Brittni of Belgrade Lakes, ME
Nov 27, 2007 3:13 PM
I'm 23 and I am going to be graduating from college in May with my Master's degree in Occupational Therapy, I will not be a registered OT until atleast August, but as soon as I am, I'm moving out of state. Why? There is nothing to do for a person my age to do other than going to the old port every weekend which gets old very quick. There needs to be more nightlife for people my age. Also, my income will be AT LEAST $5,000 - $10,000 more annually out of state. I could live either in Northern Maine or Central Maine where the pay is reasonably more than the the Portland area because the need is higher, but then once again we're at the same issue that there is nothing to do in those areas.

Richard of Augusta, ME
Nov 18, 2007 11:07 AM
Right idea, wrong direction. The State cannot create jobs, what it does is create a greater drain on the resources of it's citizens and make it more onerous for any business to locate here. This state has one of the worst business climates in the country. Until that is corrected all the incentives in the world will not keep our college graduates in the state. Maine is a beautiful state, but unless one can find a job that will justify the time and money spent on college it will lose graduates to other states like New Hampshire which has similar beauty and a better economic climate.

Kevin King of Kennebunk, ME
Nov 17, 2007 9:10 PM
History has shown clearly that the state of Maine is hapless when it comes to real economic development.

The people that understand economic development are people that have created companies and jobs with their business sense, sweat equity and their hard earned money. They aren't the part-time lawyers and the retired teachers that make up our legislature.

Sadly, our brain drain will end only when the State clears away the hurdles they have placed in the road to economic development and gets out of the way.

Until such time as they do, this tax credit isn't going to be of much help in solving the problem.

This proposal is typical of Maine. The state continues to chase and treat symptoms of the problem without ever facing the problem head-on. They think in silos, as if the issue of our young people leaving was unrelated to the lack of business opportunity.

This legislative myopia can not deliver a solution because such "vision" can not identify the problem.

Sam Minervino of Portland, Me
Nov 16, 2007 7:51 AM
The answer to having more young people come to Maine or just stay here isn’t more government initiatives; it is just getting government out of the way. Let’s look at what local government in Portland has done to help business;

It has taken Stop and Shop years to get permission to build a store on a derelict piece of property.
The council can’t decide who they want to develop waterfront property or what they want there.
It took Becky’s, a waterfront diner, over two years to simply get permission to add-on a second floor.

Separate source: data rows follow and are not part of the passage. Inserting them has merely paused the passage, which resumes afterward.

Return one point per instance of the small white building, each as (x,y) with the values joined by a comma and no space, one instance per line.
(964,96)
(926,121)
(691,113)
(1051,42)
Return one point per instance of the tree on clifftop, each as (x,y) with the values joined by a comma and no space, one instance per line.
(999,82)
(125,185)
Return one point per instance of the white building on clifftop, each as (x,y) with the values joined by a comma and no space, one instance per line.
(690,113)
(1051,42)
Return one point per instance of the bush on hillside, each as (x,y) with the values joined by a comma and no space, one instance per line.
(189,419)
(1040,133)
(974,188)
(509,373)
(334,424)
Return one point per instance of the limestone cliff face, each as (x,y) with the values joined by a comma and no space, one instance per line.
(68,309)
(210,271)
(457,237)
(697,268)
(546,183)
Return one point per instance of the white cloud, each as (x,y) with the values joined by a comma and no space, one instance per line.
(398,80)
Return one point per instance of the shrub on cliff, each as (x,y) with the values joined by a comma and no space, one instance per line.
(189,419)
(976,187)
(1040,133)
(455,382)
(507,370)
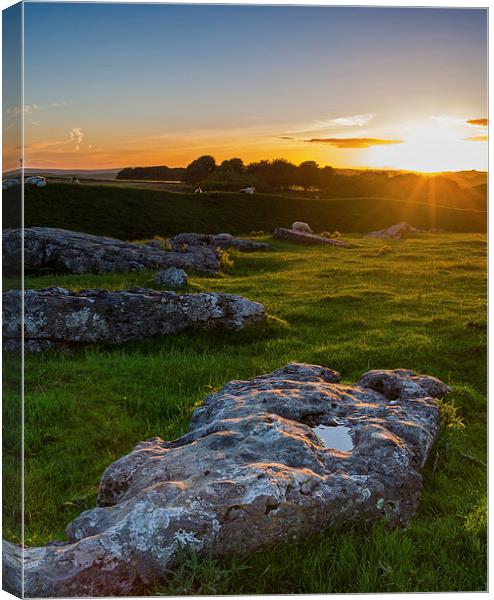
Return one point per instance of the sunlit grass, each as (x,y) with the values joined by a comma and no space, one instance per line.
(421,306)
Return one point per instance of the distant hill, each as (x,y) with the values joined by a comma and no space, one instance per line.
(160,173)
(130,213)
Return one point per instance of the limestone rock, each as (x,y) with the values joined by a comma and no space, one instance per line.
(75,252)
(58,318)
(395,232)
(307,238)
(301,226)
(253,470)
(172,277)
(222,240)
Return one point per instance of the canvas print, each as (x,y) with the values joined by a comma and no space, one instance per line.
(244,299)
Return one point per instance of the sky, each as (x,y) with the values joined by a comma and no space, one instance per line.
(132,85)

On the state level, casinos are denied, energy plants are blocked and needed highways are needlessly delayed.

Taxes and mandated expenditures scare away potential investors for business expansion and growth and force existing businesses to look in other areas of the country in order to keep their bottom lines competitive with other companies.

Creating more government to help develop business and jobs in Maine is a ridiculous premise. As state government has grown, there has been less and less opportunity for business and young people in Maine. At some point people will see that the areas where there is most growth, the companies are less inhibited by government and taxes. Government micro-management of business and people’s lives is a recipe for disaster.